Ou seja, apenas quando um projeto cria cargos, altera a estrutura administrativa ou gera despesa obrigatória é que se configura o chamado “vício de iniciativa”.
No caso do “Selo Empresa Amiga do Esporte”, o texto apenas reconhece, de forma simbólica, empresas que apoiam o esporte local, sem criar obrigações ou custos ao Executivo. O projeto, portanto, não fere a autonomia administrativa da Prefeitura o que torna o veto questionável.
Análise da Lei Orgânica
O Martello News analisou a Lei Orgânica de Cordeirópolis e com ajuda de especialistas, constatou que projetos como o Selo Empresa Amiga do Esporte não configuram vício de iniciativa, como alegado no veto. O texto legal prevê que o Legislativo tem competência para propor homenagens, denominações de ruas, títulos e selos honoríficos, desde que não gerem despesas nem criem cargos exatamente o caso do projeto vetado. Assim como ocorre em leis que concedem títulos de cidadão cordeiropolense ou instituem medalhas de mérito esportivo, o selo apenas reconhece o mérito social de empresas locais, sem interferir na gestão do Executivo. O veto, portanto, evidencia um ato de natureza política, não jurídica, e reforça o cenário de tensão entre os poderes municipais.

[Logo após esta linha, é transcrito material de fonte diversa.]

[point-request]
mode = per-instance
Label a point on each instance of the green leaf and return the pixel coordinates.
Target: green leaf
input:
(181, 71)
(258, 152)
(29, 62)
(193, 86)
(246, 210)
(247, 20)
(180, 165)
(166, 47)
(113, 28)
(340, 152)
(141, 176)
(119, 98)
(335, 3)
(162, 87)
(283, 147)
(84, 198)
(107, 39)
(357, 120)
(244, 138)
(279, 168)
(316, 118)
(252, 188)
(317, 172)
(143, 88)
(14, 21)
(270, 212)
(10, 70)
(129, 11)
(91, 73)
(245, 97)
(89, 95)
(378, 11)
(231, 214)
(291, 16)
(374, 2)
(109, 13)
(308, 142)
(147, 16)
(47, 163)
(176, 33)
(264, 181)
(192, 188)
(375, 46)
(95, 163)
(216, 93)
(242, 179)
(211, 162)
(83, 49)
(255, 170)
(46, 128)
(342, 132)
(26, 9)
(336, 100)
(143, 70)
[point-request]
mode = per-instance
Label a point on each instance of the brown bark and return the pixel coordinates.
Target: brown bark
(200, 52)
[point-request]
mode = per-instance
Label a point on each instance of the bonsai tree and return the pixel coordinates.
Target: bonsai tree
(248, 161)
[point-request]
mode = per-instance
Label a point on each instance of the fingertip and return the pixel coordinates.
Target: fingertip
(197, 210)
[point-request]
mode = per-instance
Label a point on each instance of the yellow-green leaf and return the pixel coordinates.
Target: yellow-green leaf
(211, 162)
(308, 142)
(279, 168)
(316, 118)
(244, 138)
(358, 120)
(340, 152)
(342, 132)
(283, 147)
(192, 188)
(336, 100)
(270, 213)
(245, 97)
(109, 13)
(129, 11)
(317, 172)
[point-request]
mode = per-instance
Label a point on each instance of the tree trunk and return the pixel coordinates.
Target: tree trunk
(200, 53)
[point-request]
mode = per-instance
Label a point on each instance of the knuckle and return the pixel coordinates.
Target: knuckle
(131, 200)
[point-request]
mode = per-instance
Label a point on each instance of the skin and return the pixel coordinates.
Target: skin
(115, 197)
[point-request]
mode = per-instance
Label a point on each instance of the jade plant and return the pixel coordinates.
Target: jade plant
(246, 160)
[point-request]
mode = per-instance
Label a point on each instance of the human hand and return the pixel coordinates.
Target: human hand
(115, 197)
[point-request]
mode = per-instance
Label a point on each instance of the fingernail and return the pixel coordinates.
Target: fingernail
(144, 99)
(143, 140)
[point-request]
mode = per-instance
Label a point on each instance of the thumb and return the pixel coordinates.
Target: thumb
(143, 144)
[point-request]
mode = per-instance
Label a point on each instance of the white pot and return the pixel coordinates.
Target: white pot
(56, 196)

O Martello News já havia publicado uma reportagem detalhada sobre o projeto “Selo Empresa Amiga do Esporte”, explicando seus objetivos e benefícios para o incentivo ao esporte local. Na ocasião, destacamos como a proposta buscava valorizar empresas que apoiam atletas e projetos esportivos no município.
Clique aqui para ler a matéria anterior e entender toda a trajetória do projeto.
Dois pesos, duas medidas
O ponto mais curioso é que, em 2024, a própria Câmara, reforçando que o atual presidente da Câmara, aprovou, e o Executivo sancionou o Projeto de Lei nº 25/2024, de autoria do mesmo vereador, Diego Fabiano, que instituiu o “Selo Empresa Amiga da Juventude” no mesmo formato. Nenhum questionamento de “vício de iniciativa” foi feito na época, até mesmo por ser constitucional.
A incoerência revela que o veto de agora parece ter menos a ver com legalidade e mais com contexto político. O mesmo modelo de projeto foi aceito quando conveniente e rejeitado quando partiu da oposição, um retrato clássico da seletividade que tem marcado a relação entre os Poderes locais.
Quando o jurídico vira escudo político
Após o veto, o procurador jurídico do Executivo publicou nota nas redes sociais afirmando que o veto teria sido “estritamente técnico e jurídico”, sugerindo até que o texto teria sido “copiado de outros municípios sem as devidas adequações”.
No entanto, a análise da Lei Orgânica mostra o contrário:
- o projeto é de natureza legislativa legítima,
- não gera impacto financeiro,
- nem interfere na estrutura do Executivo.
A declaração de que o jurídico da Câmara “agiu com seriedade” só ampliou o clima de tensão, uma “crítica” pública incomum entre órgãos que, em tese, deveriam atuar com independência e respeito institucional.
A “guerra do poder”
O episódio escancara o que muitos nos bastidores chamam de “guerra do poder”. De um lado, um Executivo que demonstra resistência a aprovar iniciativas de adversários políticos; de outro, uma Câmara que, diante do veto, preferiu recuar e aprovar a decisão da prefeita, mesmo após o projeto ter sido considerado constitucional em parecer jurídico interno.
Enquanto o discurso oficial tenta justificar o veto sob um suposto tecnicismo jurídico, o que se vê, na prática, é um embate político travestido de formalidade legal.
E no fim das contas, quem perde é a população e o esporte local, que deixam de contar com uma ação simples, de incentivo e valorização barrada não por ilegalidade, mas por ego e disputa de espaço.
Conclusão:
O caso do Selo Empresa Amiga do Esporte mostra que a política em Cordeirópolis tem ido muito além do debate técnico. Mesmo o jurídico do Executivo, ao criticar o jurídico da Câmara, deixa transparecer que a questão ultrapassou os limites do campo legal.
O que se desenha, mais uma vez, é um cenário em que a “guerra do poder” fala mais alto do que o interesse público, atinja a quem for.